If $\mathbf{T}^{(e)}$ were an nxn matrix, then one could simply "move" $\mathbf{T}^{(e)}$ from the right hand side to the left hand side by premultiplying the entire equation by the inverse $\mathbf{T^{(e)}}^{-1}$ . Unfortunately, $\mathbf{T}^{(e)}$ is a rectangular 2x4 matrix, which means it is non-invertible.

What is an invertible matrix?

A given Matrix A is said to be invertible, or non-singular, if and only if there exists a matrix B such that

$\mathbf{AB} = \mathbf{BA} = \mathbf{I}_n \$

where $\mathbf{I_n}$ is the nxn identity matrix.
If this relationship between A and B holds true, then B is determined from A and is said to be the inverse of A. The inverse of A is denoted as A^-1, and

$\mathbf{AA^{-1}}=\mathbf{I}$ .^[1]

NOTE: Non-square matrices do not have an inverse.

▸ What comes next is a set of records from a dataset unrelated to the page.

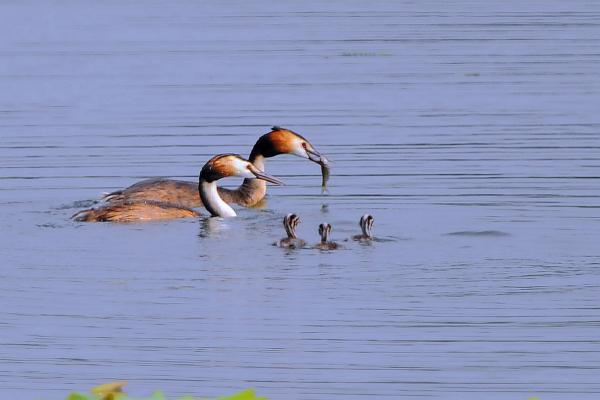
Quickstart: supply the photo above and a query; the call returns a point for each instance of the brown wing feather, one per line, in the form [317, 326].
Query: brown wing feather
[135, 212]
[186, 193]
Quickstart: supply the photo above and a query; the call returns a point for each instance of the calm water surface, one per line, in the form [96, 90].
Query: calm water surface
[469, 130]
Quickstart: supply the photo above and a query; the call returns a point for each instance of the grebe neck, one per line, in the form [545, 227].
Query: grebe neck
[258, 160]
[212, 201]
[254, 189]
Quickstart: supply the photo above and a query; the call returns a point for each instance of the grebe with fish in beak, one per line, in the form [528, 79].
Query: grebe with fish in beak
[278, 141]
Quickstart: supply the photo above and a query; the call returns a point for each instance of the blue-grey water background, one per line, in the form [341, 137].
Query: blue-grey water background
[469, 129]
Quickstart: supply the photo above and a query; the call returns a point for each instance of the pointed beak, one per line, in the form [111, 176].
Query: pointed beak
[317, 157]
[261, 175]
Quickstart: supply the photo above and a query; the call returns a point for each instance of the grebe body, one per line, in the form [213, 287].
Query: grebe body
[278, 141]
[218, 167]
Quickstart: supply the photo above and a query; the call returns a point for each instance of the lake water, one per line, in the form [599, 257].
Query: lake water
[469, 130]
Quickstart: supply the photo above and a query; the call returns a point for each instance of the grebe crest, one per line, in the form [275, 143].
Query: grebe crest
[366, 225]
[285, 141]
[290, 222]
[325, 244]
[221, 166]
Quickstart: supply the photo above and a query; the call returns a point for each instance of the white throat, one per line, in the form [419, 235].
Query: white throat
[213, 202]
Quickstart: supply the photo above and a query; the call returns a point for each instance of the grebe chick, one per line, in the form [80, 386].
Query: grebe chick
[218, 167]
[278, 141]
[325, 244]
[290, 222]
[366, 225]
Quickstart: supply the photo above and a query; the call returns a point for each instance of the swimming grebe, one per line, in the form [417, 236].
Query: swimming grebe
[366, 225]
[324, 231]
[290, 222]
[278, 141]
[218, 167]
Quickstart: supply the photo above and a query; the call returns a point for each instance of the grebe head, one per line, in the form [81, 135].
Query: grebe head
[285, 141]
[224, 165]
[290, 222]
[366, 224]
[324, 230]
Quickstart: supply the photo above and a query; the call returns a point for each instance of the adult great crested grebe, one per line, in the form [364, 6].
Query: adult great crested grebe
[366, 225]
[278, 141]
[325, 244]
[218, 167]
[290, 222]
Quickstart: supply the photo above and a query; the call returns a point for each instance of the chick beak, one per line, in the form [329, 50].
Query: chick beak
[261, 175]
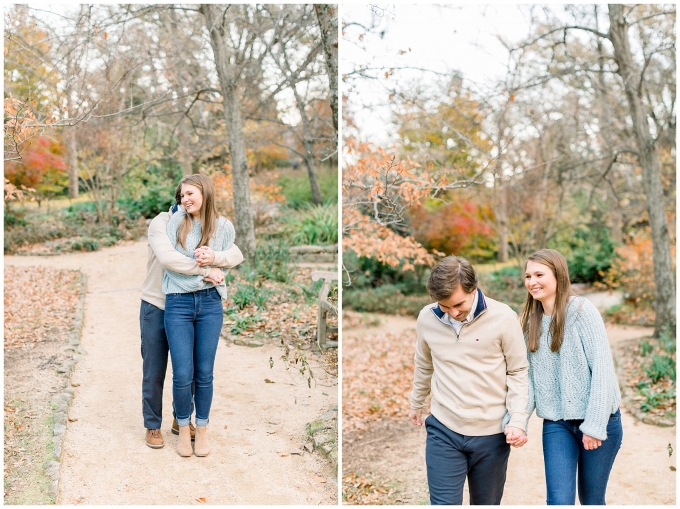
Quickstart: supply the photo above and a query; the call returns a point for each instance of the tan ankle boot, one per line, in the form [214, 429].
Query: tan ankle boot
[201, 446]
[184, 441]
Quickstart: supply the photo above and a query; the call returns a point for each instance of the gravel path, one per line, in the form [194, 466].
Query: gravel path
[254, 425]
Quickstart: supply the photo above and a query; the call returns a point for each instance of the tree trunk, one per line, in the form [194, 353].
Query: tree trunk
[311, 172]
[663, 267]
[502, 217]
[72, 151]
[328, 23]
[244, 222]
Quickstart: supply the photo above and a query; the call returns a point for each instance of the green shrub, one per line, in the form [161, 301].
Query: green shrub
[505, 285]
[312, 224]
[589, 252]
[667, 342]
[270, 262]
[244, 295]
[298, 192]
[77, 225]
[653, 398]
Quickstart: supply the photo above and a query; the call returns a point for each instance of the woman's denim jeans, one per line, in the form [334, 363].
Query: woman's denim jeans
[563, 453]
[193, 322]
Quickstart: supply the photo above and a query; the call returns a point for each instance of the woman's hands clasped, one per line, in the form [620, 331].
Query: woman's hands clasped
[204, 256]
[215, 276]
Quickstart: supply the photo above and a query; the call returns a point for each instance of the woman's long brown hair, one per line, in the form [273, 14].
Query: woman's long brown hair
[208, 216]
[532, 314]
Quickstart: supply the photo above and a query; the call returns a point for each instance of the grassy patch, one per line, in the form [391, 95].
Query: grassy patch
[297, 191]
[650, 370]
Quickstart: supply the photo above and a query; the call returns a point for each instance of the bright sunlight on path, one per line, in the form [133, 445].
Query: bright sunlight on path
[253, 425]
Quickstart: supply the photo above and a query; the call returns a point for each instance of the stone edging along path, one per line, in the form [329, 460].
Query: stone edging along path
[61, 401]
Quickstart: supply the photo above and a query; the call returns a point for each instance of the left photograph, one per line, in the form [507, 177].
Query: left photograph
[171, 254]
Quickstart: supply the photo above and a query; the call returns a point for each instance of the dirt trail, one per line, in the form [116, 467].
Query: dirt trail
[105, 459]
[394, 451]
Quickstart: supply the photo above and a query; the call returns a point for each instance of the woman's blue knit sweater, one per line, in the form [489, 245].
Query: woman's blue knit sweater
[578, 381]
[222, 239]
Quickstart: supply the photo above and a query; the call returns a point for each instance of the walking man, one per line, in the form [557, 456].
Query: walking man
[470, 353]
[163, 255]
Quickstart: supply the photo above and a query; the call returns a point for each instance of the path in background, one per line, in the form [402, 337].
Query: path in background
[394, 451]
[253, 425]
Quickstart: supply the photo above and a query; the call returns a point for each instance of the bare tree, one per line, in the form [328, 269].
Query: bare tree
[217, 22]
[328, 23]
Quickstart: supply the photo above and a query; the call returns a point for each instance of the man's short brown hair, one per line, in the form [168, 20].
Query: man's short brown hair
[448, 275]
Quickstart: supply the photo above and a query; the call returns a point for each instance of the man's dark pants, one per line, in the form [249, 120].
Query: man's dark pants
[450, 457]
[154, 364]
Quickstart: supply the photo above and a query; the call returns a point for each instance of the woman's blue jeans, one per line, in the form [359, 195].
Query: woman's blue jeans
[193, 322]
[564, 454]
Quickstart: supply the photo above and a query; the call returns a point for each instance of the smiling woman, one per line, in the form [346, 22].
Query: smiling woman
[572, 383]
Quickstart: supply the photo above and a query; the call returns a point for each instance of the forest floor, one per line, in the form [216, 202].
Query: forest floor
[384, 454]
[257, 430]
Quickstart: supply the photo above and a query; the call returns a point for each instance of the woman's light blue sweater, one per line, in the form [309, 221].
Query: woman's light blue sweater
[578, 381]
[222, 239]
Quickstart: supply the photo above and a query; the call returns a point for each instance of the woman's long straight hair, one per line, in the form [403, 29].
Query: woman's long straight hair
[532, 314]
[208, 215]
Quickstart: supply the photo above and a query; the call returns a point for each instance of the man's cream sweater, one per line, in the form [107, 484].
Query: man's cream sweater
[162, 254]
[476, 377]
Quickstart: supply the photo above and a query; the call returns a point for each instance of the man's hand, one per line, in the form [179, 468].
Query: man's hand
[515, 436]
[215, 276]
[204, 256]
[590, 443]
[415, 415]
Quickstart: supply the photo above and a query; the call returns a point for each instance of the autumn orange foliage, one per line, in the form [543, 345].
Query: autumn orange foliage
[454, 228]
[377, 192]
[41, 156]
[632, 270]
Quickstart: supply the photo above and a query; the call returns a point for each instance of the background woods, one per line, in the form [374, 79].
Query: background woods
[118, 102]
[491, 132]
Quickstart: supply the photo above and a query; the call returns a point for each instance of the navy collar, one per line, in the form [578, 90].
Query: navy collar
[481, 306]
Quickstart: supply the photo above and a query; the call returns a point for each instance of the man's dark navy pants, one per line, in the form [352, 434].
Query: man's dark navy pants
[450, 457]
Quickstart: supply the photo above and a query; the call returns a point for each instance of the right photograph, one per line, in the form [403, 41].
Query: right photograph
[508, 254]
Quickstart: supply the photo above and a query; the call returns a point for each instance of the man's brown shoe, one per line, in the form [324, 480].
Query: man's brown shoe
[175, 429]
[154, 438]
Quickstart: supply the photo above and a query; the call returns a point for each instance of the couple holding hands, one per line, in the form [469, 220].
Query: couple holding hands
[488, 372]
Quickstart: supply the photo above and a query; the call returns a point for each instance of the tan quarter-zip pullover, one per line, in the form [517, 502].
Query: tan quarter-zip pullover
[476, 377]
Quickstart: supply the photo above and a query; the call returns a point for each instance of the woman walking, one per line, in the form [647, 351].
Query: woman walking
[572, 383]
[193, 308]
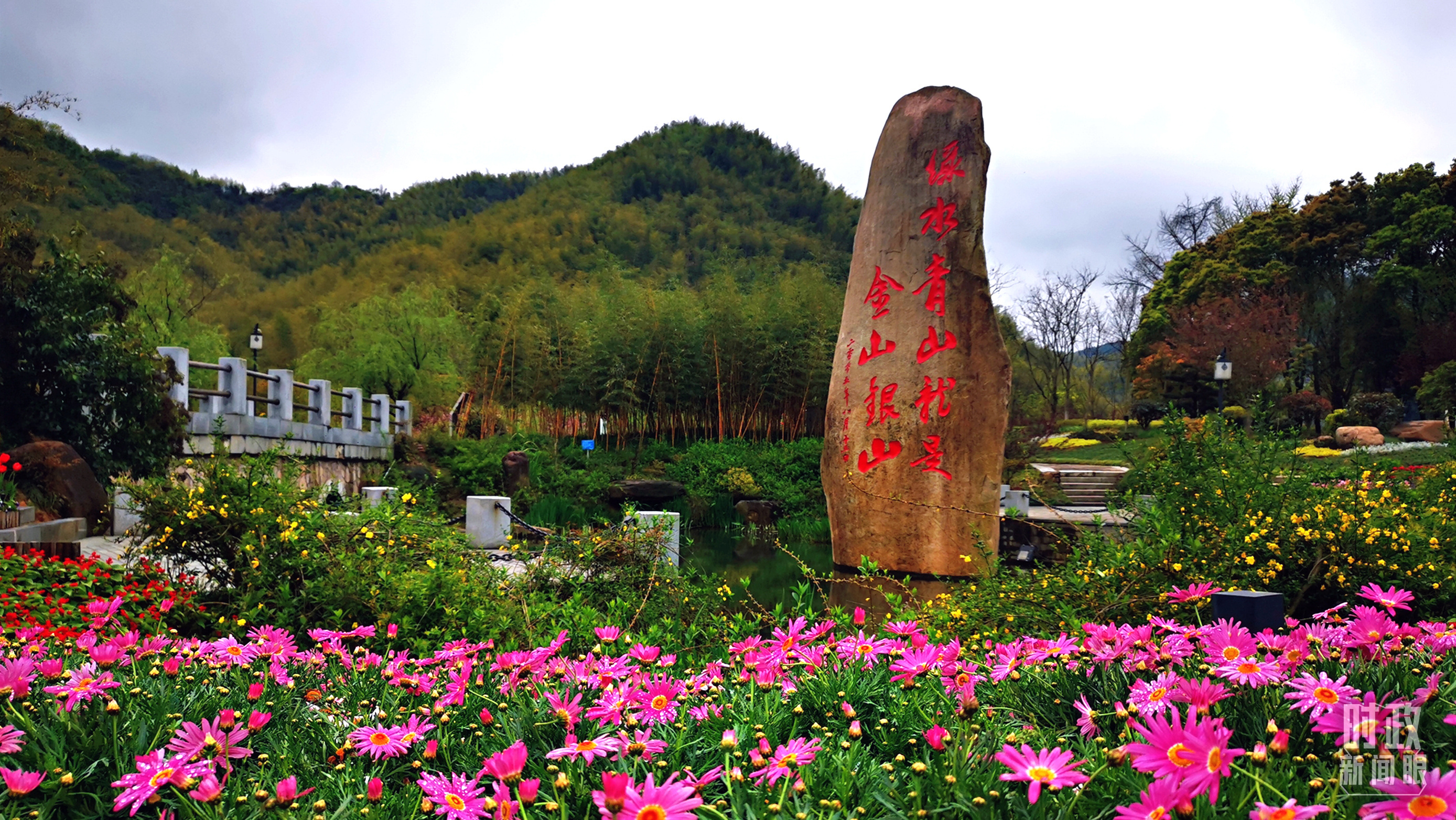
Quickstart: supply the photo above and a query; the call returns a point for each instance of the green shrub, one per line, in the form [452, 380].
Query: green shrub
[1376, 410]
[1438, 392]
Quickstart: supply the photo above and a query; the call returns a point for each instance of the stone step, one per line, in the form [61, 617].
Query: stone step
[57, 531]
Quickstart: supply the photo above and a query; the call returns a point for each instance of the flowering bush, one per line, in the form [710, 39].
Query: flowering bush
[63, 596]
[274, 553]
[8, 490]
[806, 720]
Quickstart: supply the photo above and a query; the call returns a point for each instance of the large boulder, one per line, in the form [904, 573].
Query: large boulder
[644, 490]
[1359, 436]
[57, 471]
[758, 512]
[1420, 430]
[516, 469]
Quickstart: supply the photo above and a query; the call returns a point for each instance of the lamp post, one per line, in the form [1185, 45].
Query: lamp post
[255, 341]
[1222, 372]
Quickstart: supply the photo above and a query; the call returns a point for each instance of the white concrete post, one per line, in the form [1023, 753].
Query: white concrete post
[404, 418]
[178, 356]
[123, 516]
[484, 523]
[282, 391]
[322, 403]
[373, 495]
[353, 408]
[236, 383]
[382, 405]
[670, 523]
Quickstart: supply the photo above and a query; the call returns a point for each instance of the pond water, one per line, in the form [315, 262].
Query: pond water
[741, 553]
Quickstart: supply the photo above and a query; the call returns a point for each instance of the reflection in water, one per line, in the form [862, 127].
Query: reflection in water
[753, 554]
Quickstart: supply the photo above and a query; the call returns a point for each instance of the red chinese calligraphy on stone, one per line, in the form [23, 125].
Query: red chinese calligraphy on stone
[940, 219]
[880, 293]
[935, 396]
[950, 165]
[881, 454]
[849, 360]
[930, 346]
[935, 299]
[874, 350]
[931, 461]
[881, 400]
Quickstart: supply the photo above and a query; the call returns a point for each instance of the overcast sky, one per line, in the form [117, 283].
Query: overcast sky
[1098, 114]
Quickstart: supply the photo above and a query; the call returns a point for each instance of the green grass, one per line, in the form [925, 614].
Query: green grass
[1107, 454]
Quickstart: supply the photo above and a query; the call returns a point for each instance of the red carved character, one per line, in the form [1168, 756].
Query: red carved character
[881, 452]
[883, 398]
[935, 299]
[880, 293]
[940, 219]
[935, 396]
[930, 346]
[874, 350]
[950, 165]
[931, 461]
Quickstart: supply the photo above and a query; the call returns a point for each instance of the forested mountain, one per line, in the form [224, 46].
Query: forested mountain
[1366, 272]
[696, 260]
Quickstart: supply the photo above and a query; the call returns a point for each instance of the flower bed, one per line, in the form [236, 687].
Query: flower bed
[810, 720]
[60, 596]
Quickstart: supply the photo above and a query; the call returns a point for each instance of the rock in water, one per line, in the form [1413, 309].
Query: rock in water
[59, 471]
[916, 420]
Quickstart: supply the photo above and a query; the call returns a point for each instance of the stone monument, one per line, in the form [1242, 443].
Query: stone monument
[916, 417]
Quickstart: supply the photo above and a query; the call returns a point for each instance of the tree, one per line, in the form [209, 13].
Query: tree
[165, 312]
[68, 368]
[1258, 334]
[405, 344]
[1059, 319]
[1438, 394]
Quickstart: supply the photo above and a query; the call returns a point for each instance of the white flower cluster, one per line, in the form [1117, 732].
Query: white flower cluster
[1397, 448]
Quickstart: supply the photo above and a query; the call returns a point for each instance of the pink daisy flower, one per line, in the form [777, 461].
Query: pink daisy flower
[565, 711]
[1391, 599]
[640, 745]
[458, 799]
[1436, 797]
[1193, 594]
[379, 742]
[19, 781]
[1087, 717]
[507, 764]
[1320, 695]
[82, 686]
[662, 802]
[1289, 812]
[1046, 768]
[659, 705]
[786, 759]
[586, 751]
[1152, 697]
[1199, 694]
[1250, 672]
[1158, 802]
[209, 740]
[153, 772]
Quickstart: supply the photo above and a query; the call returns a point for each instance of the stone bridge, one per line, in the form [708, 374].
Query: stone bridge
[252, 411]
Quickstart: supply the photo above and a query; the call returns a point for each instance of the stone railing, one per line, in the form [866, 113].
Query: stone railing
[233, 410]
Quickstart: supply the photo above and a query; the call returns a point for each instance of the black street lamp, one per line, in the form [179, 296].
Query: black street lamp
[1222, 372]
[255, 341]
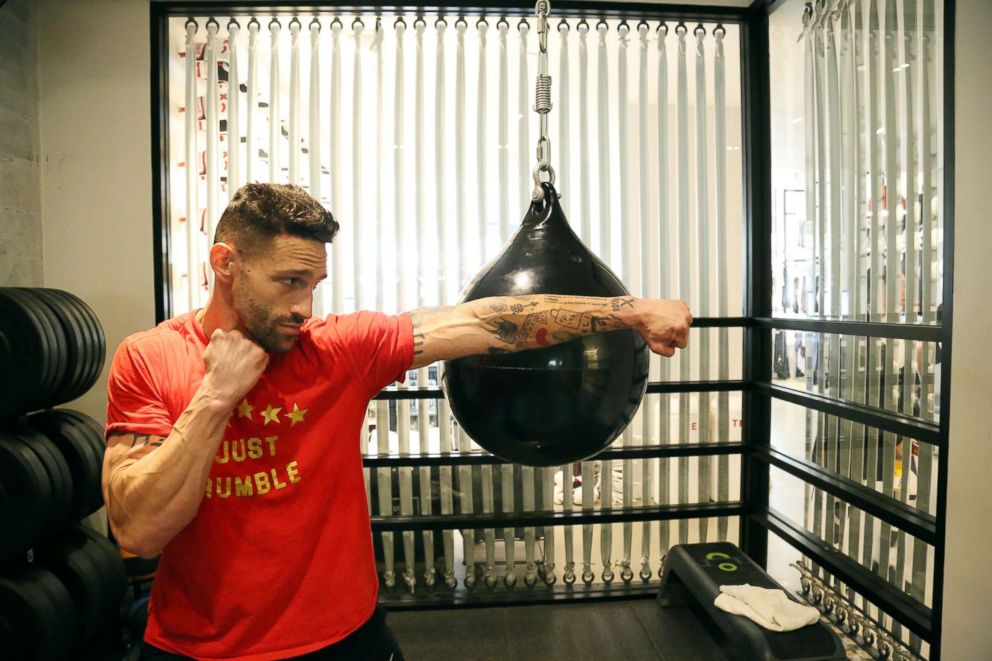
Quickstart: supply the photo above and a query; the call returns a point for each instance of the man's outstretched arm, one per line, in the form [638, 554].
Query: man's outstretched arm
[502, 324]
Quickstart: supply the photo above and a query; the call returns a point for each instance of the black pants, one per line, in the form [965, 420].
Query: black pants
[372, 642]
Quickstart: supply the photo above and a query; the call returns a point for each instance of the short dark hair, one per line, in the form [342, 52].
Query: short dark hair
[258, 212]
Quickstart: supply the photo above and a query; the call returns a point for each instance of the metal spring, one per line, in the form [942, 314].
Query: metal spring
[543, 98]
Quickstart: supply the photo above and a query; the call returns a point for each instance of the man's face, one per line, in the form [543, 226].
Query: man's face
[273, 289]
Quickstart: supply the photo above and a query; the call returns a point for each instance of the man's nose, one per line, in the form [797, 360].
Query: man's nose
[303, 308]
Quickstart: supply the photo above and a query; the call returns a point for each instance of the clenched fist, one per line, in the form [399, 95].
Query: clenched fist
[233, 365]
[664, 324]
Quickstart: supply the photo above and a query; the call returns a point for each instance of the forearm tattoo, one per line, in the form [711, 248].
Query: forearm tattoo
[522, 322]
[141, 440]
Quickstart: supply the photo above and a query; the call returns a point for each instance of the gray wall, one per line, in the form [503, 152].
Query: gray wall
[96, 174]
[967, 573]
[20, 184]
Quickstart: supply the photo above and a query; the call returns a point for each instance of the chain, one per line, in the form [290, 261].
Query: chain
[542, 101]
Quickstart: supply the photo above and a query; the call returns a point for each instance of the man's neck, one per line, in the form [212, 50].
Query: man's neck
[217, 314]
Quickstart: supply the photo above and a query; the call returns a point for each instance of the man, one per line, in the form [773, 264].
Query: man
[232, 436]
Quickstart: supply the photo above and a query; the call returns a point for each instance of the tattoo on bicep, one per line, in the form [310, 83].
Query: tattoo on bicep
[619, 303]
[141, 440]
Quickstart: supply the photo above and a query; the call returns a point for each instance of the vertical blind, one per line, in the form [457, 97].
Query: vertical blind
[865, 245]
[418, 133]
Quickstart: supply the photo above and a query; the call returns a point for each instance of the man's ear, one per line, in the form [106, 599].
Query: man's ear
[223, 259]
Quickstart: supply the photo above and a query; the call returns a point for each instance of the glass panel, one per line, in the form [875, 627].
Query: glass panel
[858, 452]
[896, 556]
[861, 370]
[867, 629]
[856, 161]
[594, 555]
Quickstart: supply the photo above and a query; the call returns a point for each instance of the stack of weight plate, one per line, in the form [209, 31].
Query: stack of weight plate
[61, 583]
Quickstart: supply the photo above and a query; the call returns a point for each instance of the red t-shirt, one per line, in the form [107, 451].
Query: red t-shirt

Since we cannot solve for the inverse of the transformation ( $\mathbf{T}^{(e)}$ is not an nxn matrix), we must instead make use of the transpose:

$\mathbf{T}^{(e)T}_{(4x2)}\hat{k}^{(e)}_{(2x2)}\mathbf{T}^{(e)}_{(2x4)}\mathbf{d}^{(e)}_{(4x1)}=\mathbf{f}^{(e)}_{(4x1)}$

Note that $\mathbf{k}^{(e)}=\mathbf{T}^{(e)T}_{(4x2)}\mathbf{\hat{k}}^{(e)}_{(2x2)}\mathbf{T}^{(e)}_{(2x4)}$
Therefore, $\mathbf{k}^{(e)}\mathbf{d}^{(e)}=\mathbf{f}^{(e)}$

Homework: Verify that $\mathbf{k}^{(e)}=\mathbf{T}^{(e)T}\mathbf{\hat{k}}^{(e)}\mathbf{T}^{(e)}$

Let us begin with the given expression: $\mathbf{k}^{(e)}=\mathbf{T}^{(e)T}\mathbf{\hat{k}}^{(e)}\mathbf{T}^{(e)}$ , where

$\mathbf{k^{(e)}}=k^{(e)}\begin{bmatrix} (l^{(e)})^{2} & l^{(e)}m^{(e)} & -(l^{(e)})^{2} & -l^{(e)}m^{(e)}\\ l^{(e)}m^{(e)} & (m^{(e)})^{2} & -l^{(e)}m^{(e)} & -(m^{(e)})^{2}\\ -(l^{(e)})^{2} & -l^{(e)}m^{(e)} & (l^{(e)})^{2} & l^{(e)}m^{(e)}\\ -l^{(e)}m^{(e)} & -(m^{(e)})^{2} & l^{(e)}m^{(e)} & (m^{(e)})^{2}\\ \end{bmatrix}$

$\mathbf{T}^{(e)T}= \begin{bmatrix} l^{(e)} & 0\\ m^{(e)} & 0 \\ 0 & l^{(e)}\\ 0 & m^{(e)}\\ \end{bmatrix}$

$\mathbf{\hat{k}}^{(e)}_{(2x2)}=k^{(e)}\begin{bmatrix} 1 & -1 \\ -1 & 1\\ \end{bmatrix}$

$\mathbf{T}^{(e)}= \begin{bmatrix} l^{(e)} & m^{(e)} & 0 & 0\\ 0 & 0 & l^{(e)} & m^{(e)}\\ \end{bmatrix}$

Since we are dealing with matrices, we can first carry out the operation for the first two matrices $\mathbf{T}^{(e)T}\mathbf{\hat{k}}^{(e)}$ and multply the resultant matrix by $T^{(e)}$

Therefore, it holds true that $\mathbf{k}^{(e)}=\mathbf{T}^{(e)T}\mathbf{\hat{k}}^{(e)}\mathbf{T}^{(e)}$

The relationship $\mathbf{k}^{(e)}=\mathbf{T}^{(e)T}\mathbf{\hat{k}}^{(e)}\mathbf{T}^{(e)}$ can be justified by the principle of virtual work, which was first introduced in Meeting 10. Additionally, applying the principle of virtual work to the relationship $K_{(6x6)}d_{(6x1)}=F_{(6x1)}$ reduces it to $K_{(2x2)}d_{(2x1)}=F_{(2x1)}$ .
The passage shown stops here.